Alert Priority vs Severity

Two attributes; different. Both matter.

Priority and severity are different axes

Severity is impact: how broken is the service for users. Priority is response order: which incidents do we work on first. Conflating the two is why backlog grooming sessions devolve, because a sev3 can still be P1 for a customer with a contractual deadline.

Severity is impact. Sev1 means production is broken for users; Sev3 means a feature is degraded for a small cohort.
Priority is response order. P1 is acted on first; P3 waits; priority sequences the queue.
Different axes. Sev3 can still be P1 for a customer with a contractual deadline; the two axes are independent.
Per-incident both fields. Severity captures the technical impact; priority captures the business response order.

How to define severity

Severity definitions need to be sharp enough to trigger the right response automatically. Sev1 is revenue-impacting and customer-visible with no workaround; sev2 is degraded but not broken; sev3 is minor or cosmetic. Each tier maps to a specific response posture.
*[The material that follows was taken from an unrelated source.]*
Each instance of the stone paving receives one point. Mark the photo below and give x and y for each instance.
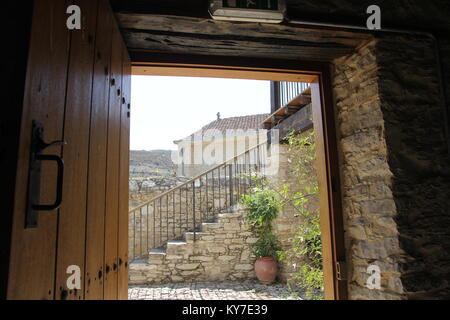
(225, 290)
Sev1. Revenue-impacting, customer-visible, no workaround; page on-call, call the war room.
Sev2. Degraded but not broken; workaround exists; ticket, business-hours response.
Sev3. Minor or cosmetic; backlog; triage at next standup.
Per-tier response posture. The severity definition triggers the response, not just the urgency feeling.

How to define priority

Priority is about scheduling: when does this work happen relative to everything else. P1 cancels other work; P2 fits in this sprint and blocks the next; P3 sits in the backlog and gets reviewed at planning. Three tiers is enough; more fragments the data.

P1. Do this right now; cancels other work.
P2. Do this in this sprint; blocks the next.
P3. Backlog; reviewed at planning.
Per-tier scheduling rule. The priority binds the work to a sprint window; supports planning predictability.

Mapping the two

The matrix surfaces interesting cases. Most sev1 incidents are P1 and most sev3 issues are P3, but sev2/P1 (a workaround exists but the customer pays for fast fix) and sev1/P2 (production broken but contained, post-incident work scheduled) are the cases that need explicit policy.

Common cases. Most sev1 incidents are P1; most sev3 issues are P3; the matrix mostly aligns.
Sev2/P1. Workaround exists but customer pays for fast fix; the off-diagonal case worth naming.
Sev1/P2. Production broken but contained; post-incident work scheduled; the other off-diagonal case.
RACI matrix. Map both onto on-call runbooks and backlog grooming; both fields required for any new ticket or alert.

Standardize before scaling

Standardisation is cheap before scaling and expensive after. Pick definitions before adding more teams; keep three tiers each; audit usage quarterly because tier inflation (everyone tags everything sev1) is the failure mode to watch for.

Pick definitions early. Before adding more teams; late renames break dashboards and runbooks.
Three tiers each. More tiers fragment the data without improving response.
Quarterly usage audit. Tier inflation is the failure mode; everyone tags everything sev1 if not policed.
Per-org tier policy. The tier definitions and audit cadence committed to the engineering handbook.